Approximately 18 years have now passed since Jesus’ first visit to Jerusalem with His parents for the Passover Celebration. The message has had much time to develop and it could not be any clearer than it is on this day. He is standing before people that He grew up with. He grew up in this synagogue and attended every Saturday. Through the week He attended school here as a boy. Now, possibly for the first time, He is taking His turn in this mornings reading from the Tanakh and He chooses Isaiah, one of His favorite books.
Just two to three months earlier Jesus, in submitting Himself to John’s message of repentance, experienced the first step in His 40 day initiation that takes Him from a His private world into the beginnings of a World phenomenon. The message that He brings will shake the world.

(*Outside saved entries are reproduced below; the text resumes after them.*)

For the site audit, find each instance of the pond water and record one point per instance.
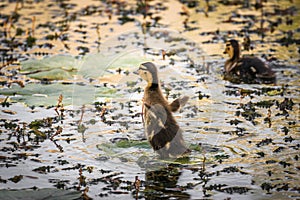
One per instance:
(71, 123)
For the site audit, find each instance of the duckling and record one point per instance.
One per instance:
(245, 69)
(161, 128)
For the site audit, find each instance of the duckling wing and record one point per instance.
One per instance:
(163, 132)
(254, 65)
(177, 103)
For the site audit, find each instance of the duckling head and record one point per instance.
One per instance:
(232, 49)
(148, 72)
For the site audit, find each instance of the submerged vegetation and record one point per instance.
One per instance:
(71, 103)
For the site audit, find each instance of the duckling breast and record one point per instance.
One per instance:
(162, 131)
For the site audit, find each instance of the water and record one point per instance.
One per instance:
(245, 138)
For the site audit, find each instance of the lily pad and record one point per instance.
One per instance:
(46, 193)
(47, 95)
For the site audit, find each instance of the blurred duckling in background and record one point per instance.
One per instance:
(245, 69)
(161, 129)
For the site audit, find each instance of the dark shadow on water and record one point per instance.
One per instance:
(163, 184)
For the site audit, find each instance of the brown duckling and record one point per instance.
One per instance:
(161, 128)
(245, 69)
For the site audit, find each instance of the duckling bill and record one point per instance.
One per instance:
(161, 129)
(245, 69)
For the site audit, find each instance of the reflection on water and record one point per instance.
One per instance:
(244, 138)
(163, 183)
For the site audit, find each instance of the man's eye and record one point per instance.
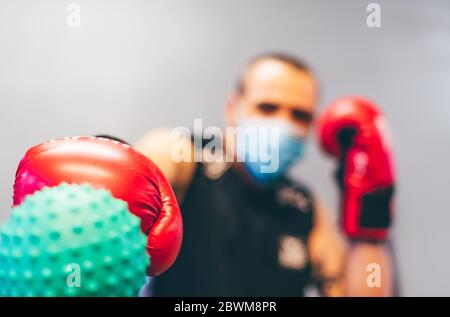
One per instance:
(267, 107)
(302, 116)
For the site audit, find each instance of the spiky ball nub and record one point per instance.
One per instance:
(72, 240)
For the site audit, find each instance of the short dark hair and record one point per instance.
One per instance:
(288, 59)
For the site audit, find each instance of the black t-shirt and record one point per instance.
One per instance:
(240, 240)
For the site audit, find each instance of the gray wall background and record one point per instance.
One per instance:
(135, 65)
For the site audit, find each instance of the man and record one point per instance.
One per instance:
(249, 233)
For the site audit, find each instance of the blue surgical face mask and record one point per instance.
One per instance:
(268, 147)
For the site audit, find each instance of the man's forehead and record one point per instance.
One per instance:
(277, 79)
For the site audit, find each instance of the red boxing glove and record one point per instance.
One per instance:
(114, 166)
(354, 131)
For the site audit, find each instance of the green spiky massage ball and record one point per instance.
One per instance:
(72, 240)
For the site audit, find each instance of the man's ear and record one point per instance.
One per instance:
(232, 109)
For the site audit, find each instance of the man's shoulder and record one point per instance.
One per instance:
(295, 194)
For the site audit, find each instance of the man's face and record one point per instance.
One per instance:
(274, 89)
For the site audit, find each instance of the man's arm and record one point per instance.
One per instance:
(161, 145)
(328, 251)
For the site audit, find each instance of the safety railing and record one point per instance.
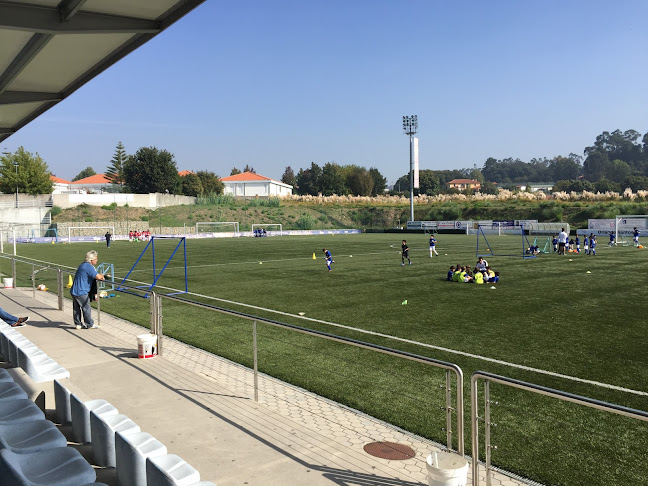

We are not sure how much time has passed from the time that He concluded His 40 day fast until He stood before the Nazareth Synagogue, but we do know that Jesus did not waist time between the eastern wilderness and His hometown. For weeks He moved from place to place, spending more time in Capernaum, continuing the message of repentance that John the Baptist was known for.
Jesus opened the scroll and read from Isaiah 61:1-2. This passage is known as the Jubilee passage. The year of Jubilee was a law which stated that on the 50th year all land would go back to the original family owners, all debts would be cancelled, and all Jewish slaves would be released.
The context of the Isaiah verse is the captivity of Judah in Babylon as is being prophesied. Isaiah prophesied that because of the sin of the southern Kingdom of Israel that they would be captured and moved to Babylon. But there was a time limit – 70 years.
Why seventy? Not only was there the year of Jubilee every 50 years but there was a year of rest every 7 years where no crops were planted to give the land a rest. But Israel forgot to do this for 490 years.
So, Israel was placed into captivity one year for ever year of rest they infracted upon – That would be 70 years.
Jesus is our Jubilee. Not a year but an era.